Thermal paste or gel can be a reasonable alternative to thermal pads. Compared to thermal pads, thermal paste offers automation capabilities, lower impedance (in the case of some materials), and the ability to be more consistent on irregular surfaces. The use of thermal paste may need to be considered in the following situations:
Higher Production Demand: If your production demand exceeds 5,000 parts/year, a thermally conductive paste may be a more appropriate choice.
Complex Pattern Designs: If the part design involves complex patterns, thermal paste may be more convenient for automated applications.
Part fragility: If the part is fragile because the solder paste produces low mechanical stress, a thermally conductive paste may be more suitable.
Suppose the intent is to replace a thermal pad with a thermally conductive paste. In that case, some recommended products include Chomerics Therm-a-Gap Gel 75 (high thermal conductivity), Gel 30, or 8010 (used in automotive applications with ultra-low compression).
Are thermal pads better than thermal paste?

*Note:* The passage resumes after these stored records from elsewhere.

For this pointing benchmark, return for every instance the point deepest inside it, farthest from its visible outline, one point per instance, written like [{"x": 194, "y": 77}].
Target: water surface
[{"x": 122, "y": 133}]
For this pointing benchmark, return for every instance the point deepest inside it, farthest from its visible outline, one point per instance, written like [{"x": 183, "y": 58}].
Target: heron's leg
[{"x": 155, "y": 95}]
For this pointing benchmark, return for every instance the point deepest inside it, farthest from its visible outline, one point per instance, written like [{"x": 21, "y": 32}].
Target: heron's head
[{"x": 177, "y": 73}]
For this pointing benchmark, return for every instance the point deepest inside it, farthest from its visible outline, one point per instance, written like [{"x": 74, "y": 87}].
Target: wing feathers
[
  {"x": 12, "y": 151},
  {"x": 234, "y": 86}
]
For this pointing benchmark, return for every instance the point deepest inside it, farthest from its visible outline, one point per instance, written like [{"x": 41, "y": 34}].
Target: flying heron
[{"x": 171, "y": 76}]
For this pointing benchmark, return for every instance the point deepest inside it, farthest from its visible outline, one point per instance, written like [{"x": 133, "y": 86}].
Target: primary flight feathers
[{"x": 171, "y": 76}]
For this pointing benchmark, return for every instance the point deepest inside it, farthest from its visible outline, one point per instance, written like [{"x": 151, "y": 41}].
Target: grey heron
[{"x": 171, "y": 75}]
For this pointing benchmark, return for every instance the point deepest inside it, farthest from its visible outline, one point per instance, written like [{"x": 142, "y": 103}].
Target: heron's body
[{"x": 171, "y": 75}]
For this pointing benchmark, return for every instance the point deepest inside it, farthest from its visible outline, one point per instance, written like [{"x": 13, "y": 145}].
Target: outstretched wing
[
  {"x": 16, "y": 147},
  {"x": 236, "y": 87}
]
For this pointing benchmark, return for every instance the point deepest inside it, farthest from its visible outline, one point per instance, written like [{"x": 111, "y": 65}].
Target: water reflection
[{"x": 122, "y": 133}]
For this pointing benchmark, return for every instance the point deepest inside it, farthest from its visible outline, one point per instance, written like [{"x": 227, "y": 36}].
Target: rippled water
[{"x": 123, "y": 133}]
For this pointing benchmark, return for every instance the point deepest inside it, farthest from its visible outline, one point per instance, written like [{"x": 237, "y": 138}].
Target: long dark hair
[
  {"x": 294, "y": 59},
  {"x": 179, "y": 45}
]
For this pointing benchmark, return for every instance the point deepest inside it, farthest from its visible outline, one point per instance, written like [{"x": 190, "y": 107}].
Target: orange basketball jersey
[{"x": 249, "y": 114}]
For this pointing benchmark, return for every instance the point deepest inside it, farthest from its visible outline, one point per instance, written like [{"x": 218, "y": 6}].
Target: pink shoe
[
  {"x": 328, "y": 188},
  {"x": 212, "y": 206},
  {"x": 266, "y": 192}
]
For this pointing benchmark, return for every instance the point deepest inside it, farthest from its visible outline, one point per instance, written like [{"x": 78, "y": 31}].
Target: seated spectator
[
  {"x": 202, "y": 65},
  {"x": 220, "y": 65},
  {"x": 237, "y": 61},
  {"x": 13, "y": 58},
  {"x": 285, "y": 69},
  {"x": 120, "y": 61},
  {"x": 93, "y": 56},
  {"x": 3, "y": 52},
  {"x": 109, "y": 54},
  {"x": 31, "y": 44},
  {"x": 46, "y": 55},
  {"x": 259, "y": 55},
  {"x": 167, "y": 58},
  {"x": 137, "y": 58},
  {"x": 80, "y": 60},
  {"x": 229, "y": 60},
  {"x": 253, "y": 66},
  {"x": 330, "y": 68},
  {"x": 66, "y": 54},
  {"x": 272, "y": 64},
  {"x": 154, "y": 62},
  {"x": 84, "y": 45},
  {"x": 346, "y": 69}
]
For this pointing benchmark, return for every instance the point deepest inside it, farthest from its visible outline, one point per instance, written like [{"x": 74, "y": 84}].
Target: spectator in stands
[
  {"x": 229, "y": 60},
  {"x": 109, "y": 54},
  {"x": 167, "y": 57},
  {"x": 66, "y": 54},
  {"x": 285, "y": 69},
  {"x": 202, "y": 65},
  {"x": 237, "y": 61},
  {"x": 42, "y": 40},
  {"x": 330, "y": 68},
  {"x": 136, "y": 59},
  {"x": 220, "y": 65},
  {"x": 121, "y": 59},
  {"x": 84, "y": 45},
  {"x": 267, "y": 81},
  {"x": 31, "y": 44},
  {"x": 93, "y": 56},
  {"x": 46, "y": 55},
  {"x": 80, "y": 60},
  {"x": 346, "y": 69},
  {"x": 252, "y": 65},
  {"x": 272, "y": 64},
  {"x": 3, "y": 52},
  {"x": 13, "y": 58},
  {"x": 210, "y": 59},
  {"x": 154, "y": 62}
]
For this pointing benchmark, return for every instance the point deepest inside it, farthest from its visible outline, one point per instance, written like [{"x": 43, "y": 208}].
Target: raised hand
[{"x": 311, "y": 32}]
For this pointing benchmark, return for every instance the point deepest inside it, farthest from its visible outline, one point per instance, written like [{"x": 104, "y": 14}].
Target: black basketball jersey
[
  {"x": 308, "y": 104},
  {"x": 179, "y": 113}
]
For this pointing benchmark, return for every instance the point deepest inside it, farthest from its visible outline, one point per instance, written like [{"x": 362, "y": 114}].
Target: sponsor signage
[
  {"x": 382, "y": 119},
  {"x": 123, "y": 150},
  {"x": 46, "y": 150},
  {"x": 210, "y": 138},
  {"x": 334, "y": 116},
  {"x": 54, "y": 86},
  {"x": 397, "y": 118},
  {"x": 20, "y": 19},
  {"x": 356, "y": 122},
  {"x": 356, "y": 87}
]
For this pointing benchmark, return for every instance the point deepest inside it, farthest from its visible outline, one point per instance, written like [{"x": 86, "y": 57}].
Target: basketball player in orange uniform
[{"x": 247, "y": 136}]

The choice between thermal pads and thermal paste is not a clear-cut “better” choice, but rather depends on the specific needs of the application. Thermal pads have historically been used for a wide range of applications and are particularly good at vibration suppression and space filling. Their hand-applied nature makes them potentially more challenging in terms of surface consistency.
In contrast, thermal paste offers automation capabilities, lower impedance, and the ability to provide higher consistency on irregular surfaces. As a result, thermal paste may be more appropriate where production needs are greater, part design is more complex, or part fragility is higher.
Overall, the choice depends on the requirements of the particular application, and the advantages of both thermal pads and thermal paste need to be considered together and the choice made accordingly.